Setting delimiters to None in text_analytics.count_words

User 2568 | 11/24/2015, 1:02:16 AM

I'm creating a word count and noticed that some of the counted words had punctuation, ie.., work spaces: 7.71601526664 viewpoint. 7.02286808608 (map), 6.10657735421 assumptions, 5.00796506554

According to the documentation the delimiters can be set to None and to use Penn treebank-style tokenization. I tried the syntax gl.textanalytics.countwords(content_data['txt'], delimiters=None)

and got the error

TypeError Traceback (most recent call last) <ipython-input-35-46178e7f2aae> in <module>() ----> 1 content_data['wordcount'] = gl.textanalytics.countwords(contentdata['txt'], delimiters=None)

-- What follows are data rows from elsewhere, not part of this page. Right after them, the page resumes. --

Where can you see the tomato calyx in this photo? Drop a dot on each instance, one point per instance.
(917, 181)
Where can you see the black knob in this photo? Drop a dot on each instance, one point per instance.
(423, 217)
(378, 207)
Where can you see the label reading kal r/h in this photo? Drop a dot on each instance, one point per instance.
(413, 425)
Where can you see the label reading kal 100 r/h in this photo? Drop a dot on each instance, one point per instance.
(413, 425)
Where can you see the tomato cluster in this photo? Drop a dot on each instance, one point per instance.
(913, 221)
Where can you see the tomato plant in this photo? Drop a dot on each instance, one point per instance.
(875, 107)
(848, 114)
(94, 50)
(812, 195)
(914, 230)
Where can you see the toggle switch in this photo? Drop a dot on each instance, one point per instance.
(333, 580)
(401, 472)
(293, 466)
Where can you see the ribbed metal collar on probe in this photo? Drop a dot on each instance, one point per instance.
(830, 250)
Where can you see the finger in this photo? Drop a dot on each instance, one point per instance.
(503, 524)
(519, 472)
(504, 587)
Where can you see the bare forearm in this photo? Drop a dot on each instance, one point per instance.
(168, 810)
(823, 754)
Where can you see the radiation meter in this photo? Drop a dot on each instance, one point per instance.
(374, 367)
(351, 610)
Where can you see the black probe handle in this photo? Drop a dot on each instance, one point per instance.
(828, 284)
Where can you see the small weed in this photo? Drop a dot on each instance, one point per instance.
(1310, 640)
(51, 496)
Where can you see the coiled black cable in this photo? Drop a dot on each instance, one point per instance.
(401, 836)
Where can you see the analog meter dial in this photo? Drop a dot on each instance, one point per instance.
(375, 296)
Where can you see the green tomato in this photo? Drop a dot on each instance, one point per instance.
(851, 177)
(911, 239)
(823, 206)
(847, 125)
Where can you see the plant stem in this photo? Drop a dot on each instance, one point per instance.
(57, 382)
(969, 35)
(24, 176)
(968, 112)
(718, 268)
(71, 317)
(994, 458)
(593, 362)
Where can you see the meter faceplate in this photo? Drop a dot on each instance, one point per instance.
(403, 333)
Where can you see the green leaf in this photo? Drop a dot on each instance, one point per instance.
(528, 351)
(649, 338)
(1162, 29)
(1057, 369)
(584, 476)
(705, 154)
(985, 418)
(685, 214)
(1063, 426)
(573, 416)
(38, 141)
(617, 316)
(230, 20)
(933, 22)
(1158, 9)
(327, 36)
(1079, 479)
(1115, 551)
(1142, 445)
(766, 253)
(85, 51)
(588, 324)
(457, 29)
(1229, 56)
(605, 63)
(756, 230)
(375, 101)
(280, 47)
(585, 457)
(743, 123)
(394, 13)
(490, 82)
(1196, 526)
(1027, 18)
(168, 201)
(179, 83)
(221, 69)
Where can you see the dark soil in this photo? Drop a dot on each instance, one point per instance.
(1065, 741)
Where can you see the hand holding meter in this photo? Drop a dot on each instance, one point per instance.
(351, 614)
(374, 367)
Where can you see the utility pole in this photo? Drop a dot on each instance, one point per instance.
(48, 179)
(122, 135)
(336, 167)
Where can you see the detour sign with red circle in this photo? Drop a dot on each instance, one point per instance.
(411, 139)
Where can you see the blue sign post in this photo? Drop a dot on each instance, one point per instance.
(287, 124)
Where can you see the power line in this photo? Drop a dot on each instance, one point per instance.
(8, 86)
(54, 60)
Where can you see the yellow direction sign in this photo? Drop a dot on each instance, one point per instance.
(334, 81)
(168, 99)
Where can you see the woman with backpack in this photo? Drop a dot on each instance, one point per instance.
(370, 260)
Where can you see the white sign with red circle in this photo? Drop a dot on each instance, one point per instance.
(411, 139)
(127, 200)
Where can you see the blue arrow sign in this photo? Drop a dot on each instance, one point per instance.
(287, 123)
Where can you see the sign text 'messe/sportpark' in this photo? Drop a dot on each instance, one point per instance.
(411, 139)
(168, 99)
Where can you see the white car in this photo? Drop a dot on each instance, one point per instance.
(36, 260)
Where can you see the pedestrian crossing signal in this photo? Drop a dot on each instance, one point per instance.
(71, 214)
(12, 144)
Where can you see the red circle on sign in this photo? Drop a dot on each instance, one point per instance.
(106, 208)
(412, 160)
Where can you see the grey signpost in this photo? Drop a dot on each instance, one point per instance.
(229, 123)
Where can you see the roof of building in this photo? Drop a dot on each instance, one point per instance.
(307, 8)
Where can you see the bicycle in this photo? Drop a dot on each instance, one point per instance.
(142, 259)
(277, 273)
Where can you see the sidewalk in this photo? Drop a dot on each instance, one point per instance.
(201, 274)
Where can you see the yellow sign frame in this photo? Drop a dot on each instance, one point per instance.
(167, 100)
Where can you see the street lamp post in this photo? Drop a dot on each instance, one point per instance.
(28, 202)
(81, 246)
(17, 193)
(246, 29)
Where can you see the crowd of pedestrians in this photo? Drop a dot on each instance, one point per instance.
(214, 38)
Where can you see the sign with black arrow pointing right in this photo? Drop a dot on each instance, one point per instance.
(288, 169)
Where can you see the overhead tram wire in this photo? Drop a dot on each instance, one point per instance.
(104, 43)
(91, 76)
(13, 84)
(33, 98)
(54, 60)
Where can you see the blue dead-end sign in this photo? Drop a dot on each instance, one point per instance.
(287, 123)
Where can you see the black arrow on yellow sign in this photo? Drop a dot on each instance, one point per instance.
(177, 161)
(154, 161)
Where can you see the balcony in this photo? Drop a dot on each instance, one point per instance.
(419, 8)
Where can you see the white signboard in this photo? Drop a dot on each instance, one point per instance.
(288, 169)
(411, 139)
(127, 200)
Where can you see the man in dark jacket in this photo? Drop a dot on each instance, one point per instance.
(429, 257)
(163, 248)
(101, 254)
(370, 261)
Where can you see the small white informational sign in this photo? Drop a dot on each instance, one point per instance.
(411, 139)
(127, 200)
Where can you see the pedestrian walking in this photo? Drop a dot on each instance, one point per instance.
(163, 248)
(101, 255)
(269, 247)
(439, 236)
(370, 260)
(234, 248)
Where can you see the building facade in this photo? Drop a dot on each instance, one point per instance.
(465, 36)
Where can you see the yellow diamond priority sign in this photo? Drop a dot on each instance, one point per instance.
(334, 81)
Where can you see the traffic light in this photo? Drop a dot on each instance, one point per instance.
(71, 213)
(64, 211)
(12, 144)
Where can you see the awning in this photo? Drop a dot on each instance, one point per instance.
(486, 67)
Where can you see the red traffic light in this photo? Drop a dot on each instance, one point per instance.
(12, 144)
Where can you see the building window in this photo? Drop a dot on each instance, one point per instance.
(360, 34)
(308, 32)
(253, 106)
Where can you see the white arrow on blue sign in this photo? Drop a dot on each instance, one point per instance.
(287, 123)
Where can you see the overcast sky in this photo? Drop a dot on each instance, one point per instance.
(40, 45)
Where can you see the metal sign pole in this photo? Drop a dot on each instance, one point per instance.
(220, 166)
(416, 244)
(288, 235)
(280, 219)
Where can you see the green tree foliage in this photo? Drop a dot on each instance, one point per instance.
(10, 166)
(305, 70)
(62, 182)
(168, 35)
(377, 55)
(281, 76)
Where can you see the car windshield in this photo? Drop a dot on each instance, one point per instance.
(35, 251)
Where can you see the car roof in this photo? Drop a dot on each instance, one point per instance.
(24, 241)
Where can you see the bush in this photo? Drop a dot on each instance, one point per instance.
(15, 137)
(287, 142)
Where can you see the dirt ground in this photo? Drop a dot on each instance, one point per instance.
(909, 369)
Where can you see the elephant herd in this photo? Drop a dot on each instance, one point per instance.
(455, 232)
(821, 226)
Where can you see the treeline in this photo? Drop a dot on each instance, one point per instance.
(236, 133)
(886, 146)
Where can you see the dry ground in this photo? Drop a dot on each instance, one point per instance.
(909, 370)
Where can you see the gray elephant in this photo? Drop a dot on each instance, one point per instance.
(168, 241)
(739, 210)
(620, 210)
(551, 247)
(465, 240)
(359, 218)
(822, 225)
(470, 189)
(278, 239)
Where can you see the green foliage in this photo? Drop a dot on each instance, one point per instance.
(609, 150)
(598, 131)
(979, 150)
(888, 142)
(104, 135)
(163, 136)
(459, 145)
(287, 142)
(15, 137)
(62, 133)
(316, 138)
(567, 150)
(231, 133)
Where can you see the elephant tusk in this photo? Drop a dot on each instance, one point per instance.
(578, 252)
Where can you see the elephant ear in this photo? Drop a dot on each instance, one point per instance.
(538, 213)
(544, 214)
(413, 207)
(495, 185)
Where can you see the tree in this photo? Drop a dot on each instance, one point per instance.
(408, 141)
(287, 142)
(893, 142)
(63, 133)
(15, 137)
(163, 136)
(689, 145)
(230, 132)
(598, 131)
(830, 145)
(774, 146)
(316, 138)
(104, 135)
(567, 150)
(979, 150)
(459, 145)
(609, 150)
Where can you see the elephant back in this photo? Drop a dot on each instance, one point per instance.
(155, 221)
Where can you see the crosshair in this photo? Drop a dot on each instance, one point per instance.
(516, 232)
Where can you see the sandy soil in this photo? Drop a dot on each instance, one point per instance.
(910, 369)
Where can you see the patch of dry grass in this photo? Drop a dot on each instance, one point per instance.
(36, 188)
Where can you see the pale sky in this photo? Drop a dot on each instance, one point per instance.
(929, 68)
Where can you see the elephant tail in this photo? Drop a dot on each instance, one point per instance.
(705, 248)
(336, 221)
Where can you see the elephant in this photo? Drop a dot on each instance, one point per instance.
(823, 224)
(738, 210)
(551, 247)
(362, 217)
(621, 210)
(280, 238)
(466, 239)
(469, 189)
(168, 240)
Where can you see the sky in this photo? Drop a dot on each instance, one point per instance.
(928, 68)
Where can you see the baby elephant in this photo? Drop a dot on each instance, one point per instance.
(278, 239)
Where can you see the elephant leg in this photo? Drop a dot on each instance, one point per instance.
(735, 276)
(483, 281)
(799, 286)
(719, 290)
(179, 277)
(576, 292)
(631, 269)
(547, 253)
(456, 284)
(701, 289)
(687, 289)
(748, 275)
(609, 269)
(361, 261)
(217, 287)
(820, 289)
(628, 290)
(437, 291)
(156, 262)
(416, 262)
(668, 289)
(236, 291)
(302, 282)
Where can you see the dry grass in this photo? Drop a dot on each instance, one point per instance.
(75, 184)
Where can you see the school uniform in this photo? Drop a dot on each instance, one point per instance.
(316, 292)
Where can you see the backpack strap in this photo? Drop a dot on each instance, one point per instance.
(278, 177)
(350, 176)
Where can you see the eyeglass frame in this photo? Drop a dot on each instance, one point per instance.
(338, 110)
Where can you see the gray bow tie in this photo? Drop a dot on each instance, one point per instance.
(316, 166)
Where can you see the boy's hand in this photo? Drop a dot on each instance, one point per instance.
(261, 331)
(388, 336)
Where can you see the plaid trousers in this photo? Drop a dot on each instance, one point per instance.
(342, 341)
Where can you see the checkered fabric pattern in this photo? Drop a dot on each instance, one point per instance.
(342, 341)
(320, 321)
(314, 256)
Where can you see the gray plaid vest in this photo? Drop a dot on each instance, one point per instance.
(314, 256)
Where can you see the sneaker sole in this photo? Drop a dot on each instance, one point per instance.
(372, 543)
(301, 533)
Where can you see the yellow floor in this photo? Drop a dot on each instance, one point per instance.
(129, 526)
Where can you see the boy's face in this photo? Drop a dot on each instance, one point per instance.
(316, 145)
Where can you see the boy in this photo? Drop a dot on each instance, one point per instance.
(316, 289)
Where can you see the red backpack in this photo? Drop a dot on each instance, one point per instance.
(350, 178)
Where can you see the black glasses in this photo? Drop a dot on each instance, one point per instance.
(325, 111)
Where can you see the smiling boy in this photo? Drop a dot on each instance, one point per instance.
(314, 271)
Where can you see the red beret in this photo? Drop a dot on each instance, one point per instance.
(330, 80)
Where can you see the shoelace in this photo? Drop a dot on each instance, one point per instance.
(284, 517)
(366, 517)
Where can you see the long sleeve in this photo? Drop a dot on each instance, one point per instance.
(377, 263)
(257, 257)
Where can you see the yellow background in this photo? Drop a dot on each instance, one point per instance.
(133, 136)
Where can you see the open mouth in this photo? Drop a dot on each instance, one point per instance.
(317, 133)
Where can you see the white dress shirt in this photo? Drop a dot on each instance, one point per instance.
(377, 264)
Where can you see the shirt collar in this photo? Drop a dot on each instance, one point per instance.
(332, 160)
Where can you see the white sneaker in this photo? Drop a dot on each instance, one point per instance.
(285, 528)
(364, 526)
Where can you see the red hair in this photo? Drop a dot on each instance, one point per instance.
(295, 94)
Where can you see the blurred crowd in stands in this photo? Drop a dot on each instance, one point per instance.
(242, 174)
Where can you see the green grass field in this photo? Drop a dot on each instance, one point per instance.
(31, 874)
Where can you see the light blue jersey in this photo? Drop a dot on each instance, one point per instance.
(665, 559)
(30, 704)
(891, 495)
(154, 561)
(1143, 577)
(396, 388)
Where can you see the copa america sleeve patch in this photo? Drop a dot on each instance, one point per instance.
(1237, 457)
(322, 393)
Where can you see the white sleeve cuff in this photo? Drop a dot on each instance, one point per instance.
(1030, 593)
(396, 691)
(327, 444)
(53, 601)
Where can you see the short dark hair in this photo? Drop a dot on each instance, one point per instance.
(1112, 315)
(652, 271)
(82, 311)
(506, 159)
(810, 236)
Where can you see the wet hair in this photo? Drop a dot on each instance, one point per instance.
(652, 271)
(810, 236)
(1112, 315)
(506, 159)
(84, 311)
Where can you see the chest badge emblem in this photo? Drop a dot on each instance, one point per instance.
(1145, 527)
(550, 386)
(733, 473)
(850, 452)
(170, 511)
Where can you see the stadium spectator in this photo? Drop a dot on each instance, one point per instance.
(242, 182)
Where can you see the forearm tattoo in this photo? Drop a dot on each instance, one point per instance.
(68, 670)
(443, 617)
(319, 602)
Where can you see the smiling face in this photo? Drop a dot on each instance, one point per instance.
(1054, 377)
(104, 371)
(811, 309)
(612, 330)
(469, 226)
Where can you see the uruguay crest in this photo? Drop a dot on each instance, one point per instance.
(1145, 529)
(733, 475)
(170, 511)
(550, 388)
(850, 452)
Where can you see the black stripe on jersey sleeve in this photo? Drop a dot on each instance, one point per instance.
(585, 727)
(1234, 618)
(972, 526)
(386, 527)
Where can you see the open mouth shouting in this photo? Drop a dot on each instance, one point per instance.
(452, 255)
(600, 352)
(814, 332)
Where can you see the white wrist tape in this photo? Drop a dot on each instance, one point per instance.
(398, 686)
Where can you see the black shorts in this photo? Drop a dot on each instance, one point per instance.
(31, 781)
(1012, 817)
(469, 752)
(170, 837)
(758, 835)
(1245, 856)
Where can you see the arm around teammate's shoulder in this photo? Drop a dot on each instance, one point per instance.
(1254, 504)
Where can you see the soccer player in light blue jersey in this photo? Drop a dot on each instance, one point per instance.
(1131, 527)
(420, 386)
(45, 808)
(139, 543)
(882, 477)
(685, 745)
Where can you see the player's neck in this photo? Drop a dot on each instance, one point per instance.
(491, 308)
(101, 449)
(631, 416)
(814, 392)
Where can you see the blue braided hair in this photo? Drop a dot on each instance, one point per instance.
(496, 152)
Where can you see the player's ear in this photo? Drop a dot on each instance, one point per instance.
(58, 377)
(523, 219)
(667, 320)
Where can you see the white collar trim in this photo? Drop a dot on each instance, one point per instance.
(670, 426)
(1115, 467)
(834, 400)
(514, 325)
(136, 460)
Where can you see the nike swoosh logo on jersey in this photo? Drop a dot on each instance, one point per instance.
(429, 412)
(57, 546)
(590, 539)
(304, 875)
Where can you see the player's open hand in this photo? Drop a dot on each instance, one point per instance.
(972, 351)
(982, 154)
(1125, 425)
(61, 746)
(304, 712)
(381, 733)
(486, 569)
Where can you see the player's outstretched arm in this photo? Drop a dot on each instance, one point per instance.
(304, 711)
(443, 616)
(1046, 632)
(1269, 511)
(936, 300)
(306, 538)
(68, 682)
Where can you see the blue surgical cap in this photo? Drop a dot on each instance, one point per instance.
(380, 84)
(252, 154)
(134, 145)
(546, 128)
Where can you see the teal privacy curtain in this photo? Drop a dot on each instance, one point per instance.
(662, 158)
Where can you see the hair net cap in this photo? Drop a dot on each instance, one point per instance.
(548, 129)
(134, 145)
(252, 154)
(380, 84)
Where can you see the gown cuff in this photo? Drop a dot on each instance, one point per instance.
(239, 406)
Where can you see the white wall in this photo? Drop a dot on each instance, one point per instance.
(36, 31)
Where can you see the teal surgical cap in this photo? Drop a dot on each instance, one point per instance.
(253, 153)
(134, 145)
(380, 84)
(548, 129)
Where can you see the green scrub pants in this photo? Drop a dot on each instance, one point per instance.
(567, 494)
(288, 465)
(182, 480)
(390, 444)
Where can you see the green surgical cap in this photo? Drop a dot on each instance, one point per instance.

/usr/local/lib/python2.7/dist-packages/graphlab/toolkits/textanalytics/util.pyc in countwords(sa, tolower, delimiters) 61 raise TypeError("Only string type SArrays are supported for counting words.") 62 ---> 63 if (not all([len(delim) == 1 for delim in delimiters])): 64 raise ValueError("Delimiters must be single-character strings.") 65

TypeError: 'NoneType' object is not iterable

Comments

User 2593 | 11/24/2015, 1:44:38 AM

Hi @Kevin_McIsaac, The error you are getting is related to the fact that you are passing a None to the delimiters argument. You need to pass in a list of different delimiters for the method to work. Please take a look at the userguide below, it should clarify what you can pass into the argument:

https://dato.com/products/create/docs/generated/graphlab.textanalytics.countwords.html

Thanks, Charlie